Что он утоп, мне стало ясно после первых же минут допроса. Его «агентурные данные» не стоили двух копеек; слежка за мной, как оказалось, была, но ничего путного и выслеживать не было; переписка моя, как оказалось, перлюстрировалась вся, но и из нее Добротин ухитрился выкопать только факты, разбивающие его собственную или, вернее, Степушкину теорию. Оставалась одна эта «теория» или, точнее, остов «романа», который я должен был облечь плотью и кровью, закрепить всю эту чепуху своей подписью, и тогда на руках у Добротина оказалось бы настоящее дело, на котором, может быть, можно было бы сделать карьеру и в котором увязло бы около десятка решительно ни в чем неповинных людей.
Если бы вся эта чепуха была сгруппирована хоть сколько-нибудь соответственно с человеческим мышлением, выбраться из нее было бы нелегко. Как-никак знакомства с иностранцами у меня были. Связь с заграницей была. Все это само по себе уже достаточно предосудительно с советской точки зрения, ибо не только заграницу, но и каждого отдельного иностранца советская власть отгораживает китайской стеной от зрелища советской нищеты, а советского жителя — от буржуазных соблазнов.
Я до сих пор не знаю, как именно конструировался остов этого романа. Мне кажется, что Степушкин переполох вступил в социалистическое соревнование с добротинским рвением, и из обоих и в отдельности не слишком хитрых источников получился совсем уж противоестественный ублюдок. В одну нелепую кучу были свалены и Юрины товарищи по футболу, и та английская семья, которая приезжала ко мне в Салтыковку на Week End, и несколько знакомых журналистов, и мои поездки по России, и все, что хотите. Здесь не было никакой ни логической, ни хронологической увязки. Каждая «улика» вопиюще противоречила другой, и ничего не стоило доказать всю полную логическую бессмыслицу всего этого «романа».
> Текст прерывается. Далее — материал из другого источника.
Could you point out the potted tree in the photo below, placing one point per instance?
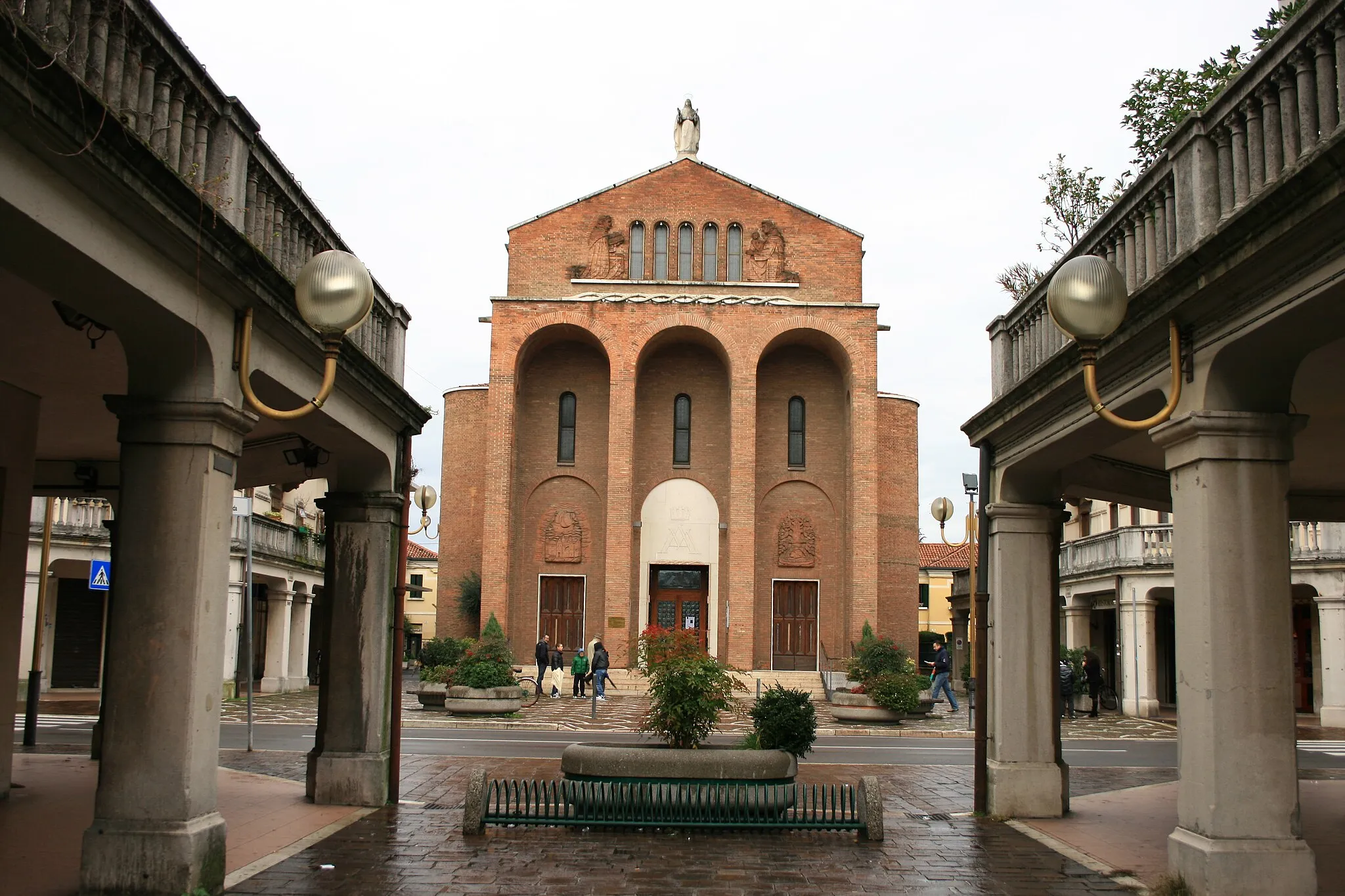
(688, 692)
Но что было бы, если бы я ее доказал?
В данном виде — это было варево, несъедобное даже для неприхотливого желудка ГПУ. Но если бы я указал Добротину на самые зияющие несообразности, — он устранил бы их, и в коллегию ОГПУ пошел бы обвинительный акт, не лишенный хоть некоторой, самой отдаленной, доли правдоподобия. Этого правдоподобия было бы достаточно для создания нового «дела» и для ареста новых «шпионов»[321].
Новых дел, действительно, заведено не было. Но еще два ареста состоялись — Иосиф Пржиялговский, к тому времени перебравшийся на постоянное жительство в Мурманск, был привезен в Питер и заключен под стражу 12 сентября, а его жена Елена Леонардовна — на следующий день.
Знакомых журналистов, о которых Солоневич говорит в своих воспоминаниях, было трое: Анатолий Яковлевич Канторович (1896–1944), Зиновий Яковлевич Эпштейн (даты рождения и смерти неизвестны) и Евгений Александрович Гнедин (1898–1983).